Prostatitis Forum & Social Network
Acute and chronic prostatitis discussion. Arnon Krongrad, MD, moderator.
Dr. Krongrad, is there a difference in bi lateral nerve sparing with no cancer (ie prostatitis) and those who have cancer? What I mean is, can you leave a larger prostate facia behind when cancer is not a risk, meaning less heat damage to nerves as more space between cautery and nerves, ie less thermal transfer?
Please correct me if my question doesnt make sense.
I am one of the ones seriously thinking about this. I am in the middle of the 1st cycle of IVF at the moment (going to do 3 cycles if needed)with my partner so right now its out of the question (prostatitis has made my fertility very low). I have just lost my "sitting down" engineer job due to redundancy, so I am also weighing up looking for a new career which does not involve sitting for long periods-the worst thing for my symptoms.
I am working my way through any last treatments or lifestyle changes before deciding to do LRP. I do really believe its the only "one off cure" instead of paying for a lifetime of symptom reducing treatments, pain control, injections etc.
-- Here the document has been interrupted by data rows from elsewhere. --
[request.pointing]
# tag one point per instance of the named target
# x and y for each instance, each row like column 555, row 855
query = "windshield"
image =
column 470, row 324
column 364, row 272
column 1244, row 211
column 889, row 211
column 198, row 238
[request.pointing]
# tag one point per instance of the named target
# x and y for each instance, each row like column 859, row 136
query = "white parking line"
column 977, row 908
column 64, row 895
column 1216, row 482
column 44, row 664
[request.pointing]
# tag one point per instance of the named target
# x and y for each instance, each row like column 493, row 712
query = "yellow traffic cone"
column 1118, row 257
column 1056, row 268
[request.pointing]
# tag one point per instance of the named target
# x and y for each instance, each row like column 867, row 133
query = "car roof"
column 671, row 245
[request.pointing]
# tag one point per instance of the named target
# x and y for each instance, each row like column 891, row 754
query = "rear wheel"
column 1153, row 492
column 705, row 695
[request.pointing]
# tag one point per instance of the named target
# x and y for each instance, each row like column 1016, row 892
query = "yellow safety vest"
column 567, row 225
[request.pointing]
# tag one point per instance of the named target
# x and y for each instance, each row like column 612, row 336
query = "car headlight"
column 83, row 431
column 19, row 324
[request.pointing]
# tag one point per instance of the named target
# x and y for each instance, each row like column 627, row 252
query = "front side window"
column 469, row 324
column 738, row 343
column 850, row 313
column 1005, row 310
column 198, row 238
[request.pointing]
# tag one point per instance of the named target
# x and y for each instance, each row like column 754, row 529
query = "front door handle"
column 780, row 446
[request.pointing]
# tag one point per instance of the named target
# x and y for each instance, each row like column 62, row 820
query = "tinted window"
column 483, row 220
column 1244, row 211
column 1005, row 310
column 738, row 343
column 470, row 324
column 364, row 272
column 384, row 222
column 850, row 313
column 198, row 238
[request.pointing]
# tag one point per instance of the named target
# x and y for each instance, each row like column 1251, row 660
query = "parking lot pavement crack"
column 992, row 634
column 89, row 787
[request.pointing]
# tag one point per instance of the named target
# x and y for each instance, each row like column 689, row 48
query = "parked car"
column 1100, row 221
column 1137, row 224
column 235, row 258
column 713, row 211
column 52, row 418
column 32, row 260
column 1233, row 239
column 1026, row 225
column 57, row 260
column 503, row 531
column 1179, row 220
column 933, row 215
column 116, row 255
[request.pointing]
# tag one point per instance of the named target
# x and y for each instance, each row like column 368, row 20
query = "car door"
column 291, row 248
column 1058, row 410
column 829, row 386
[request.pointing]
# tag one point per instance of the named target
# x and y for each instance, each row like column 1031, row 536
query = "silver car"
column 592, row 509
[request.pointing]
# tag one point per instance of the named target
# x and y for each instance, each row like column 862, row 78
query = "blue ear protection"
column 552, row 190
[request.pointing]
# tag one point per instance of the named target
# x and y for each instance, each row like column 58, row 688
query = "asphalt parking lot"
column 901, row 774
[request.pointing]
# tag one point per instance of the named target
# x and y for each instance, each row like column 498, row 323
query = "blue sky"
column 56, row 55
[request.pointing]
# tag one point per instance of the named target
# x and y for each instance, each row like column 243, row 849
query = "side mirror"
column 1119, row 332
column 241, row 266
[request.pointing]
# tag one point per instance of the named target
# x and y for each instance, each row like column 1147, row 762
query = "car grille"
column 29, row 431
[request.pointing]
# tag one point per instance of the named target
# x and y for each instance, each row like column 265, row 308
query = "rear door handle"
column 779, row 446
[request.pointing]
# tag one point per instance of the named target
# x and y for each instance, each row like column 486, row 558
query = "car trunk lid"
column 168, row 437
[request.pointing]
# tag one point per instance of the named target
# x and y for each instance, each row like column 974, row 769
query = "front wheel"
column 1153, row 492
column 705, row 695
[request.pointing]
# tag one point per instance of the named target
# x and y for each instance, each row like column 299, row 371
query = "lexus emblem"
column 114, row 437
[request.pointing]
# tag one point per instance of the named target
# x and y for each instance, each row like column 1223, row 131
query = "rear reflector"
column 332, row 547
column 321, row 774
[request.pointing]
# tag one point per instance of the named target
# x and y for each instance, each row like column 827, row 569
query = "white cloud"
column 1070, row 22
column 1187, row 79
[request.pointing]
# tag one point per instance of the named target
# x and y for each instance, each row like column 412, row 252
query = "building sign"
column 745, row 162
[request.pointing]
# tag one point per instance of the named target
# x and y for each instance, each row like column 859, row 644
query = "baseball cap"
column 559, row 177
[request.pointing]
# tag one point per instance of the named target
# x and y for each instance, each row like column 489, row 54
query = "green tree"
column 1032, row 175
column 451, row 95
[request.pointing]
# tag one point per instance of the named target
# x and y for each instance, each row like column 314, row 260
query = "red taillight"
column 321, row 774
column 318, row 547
I also believe that in the large majority of cases this is a prostate centered problem, not a pelvic floor muscular problem. This disease is a prison. It plays with your mind, destroys your social life, holidays, career, sleep pattern & ability to sit comfortably. Chances are at some time later in life this could lead to cancer anyway, so you will still end up doing LRP when your older and recovery is slower. Whats the first thing anyone says to you when you arrive for a business meeting or any kind of social function "TAKE A SEAT" or "PLEASE SIT DOWN" or "MAKE YOURSELF COMFORTABLE". After a few years of prostatitis I get fed up with hearing it.......!!!!!
Funny you mention that.
This week I operated on a man with a 6-year history of severe prostatitis. How severe? He wound up having spinal fusion and then a second operation to remove hardware that actually did nothing for him. He was unable to sit, including at the neurosurgeon's office. The only good news that since his LRP a few days ago he has been symptom free, able to sit and lie down comfortably off Percocet for the first time in years.